Salvestrols cannot be made in the body. They have to be supplied through our diet and to date, herbalists have identified Salvestrols in many organic fruits, vegetables, and herbs. It is estimated that our modern diet contains 10 – 20% of the Salvestrols that it did 100 years ago.
The Need for A Salvestrol Supplement
Even with a solely organic diet, there is no guarantee of adequate levels, as many modern fruit and vegetable varieties are low in Salvestrol. Differing food-growing locations, food growing methods and whether the food was fully ripe at harvest all have an effect.
Salvestrols are mostly found in the skin, peel or rind of fruit and vegetables and in the modern diet, this is the part of the fruit or vegetable least appealing and often not eaten. Many of the modern varieties of fruit and vegetables have been bred to be less bitter and this has meant that the often bitter salvestrol component has been reduced or removed.
Discovery and Research
The discovery of Salvestrols evolved from the work of research scientist Professor Dan Burke. As a faculty member of Aberdeen University Medical School for nearly 20 years, he specialised in the Cytochrome P450 enzyme system. His research group discovered that an enzyme CYP1B1 was present in diseased cells but absent from healthy tissue.
Discovery in Nature
Initially the pair worked on developing synthetic pharmaceutical products to combat disease. But in 2002 they discovered similarly structured compounds were naturally present in many foods. Professor Potter called this new class of natural compounds Salvestrols.
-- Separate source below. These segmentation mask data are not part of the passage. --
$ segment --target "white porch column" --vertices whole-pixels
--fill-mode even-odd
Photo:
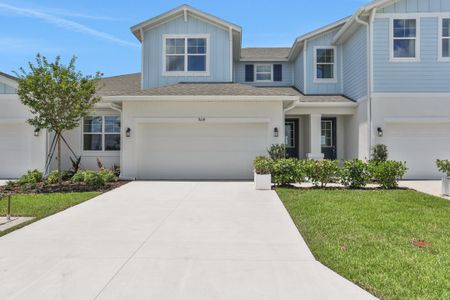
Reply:
[[[320,160],[324,158],[322,153],[322,115],[311,114],[309,116],[309,159]]]

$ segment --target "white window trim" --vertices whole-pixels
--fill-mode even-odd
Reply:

How Salvestrols Work in Plants
The best way to picture Salvestrols is to understand their role in the plants that produce them. When attacked by pathogens, primarily fungi plants defend themselves with Salvestrols. Where pathogens contain a CYP enzyme, Salvestrols are metabolised by the enzymes and die.
The Potential for Humans
The CYP1B1 enzyme in diseased cells offers the potential to use the plants’ response and make it part of our own defence. Consuming Salvestrol-rich plants lets Salvestrols enter our diseased cells and induce their death through metabolism by CYP1B1.
Are Salvestrols Safe?
Salvestrol is made from organically grown fruit. Mostly they are extracted in high concentrations from tangerine or orange peel and blueberries and mixed with concentrated blackberry and strawberry powder.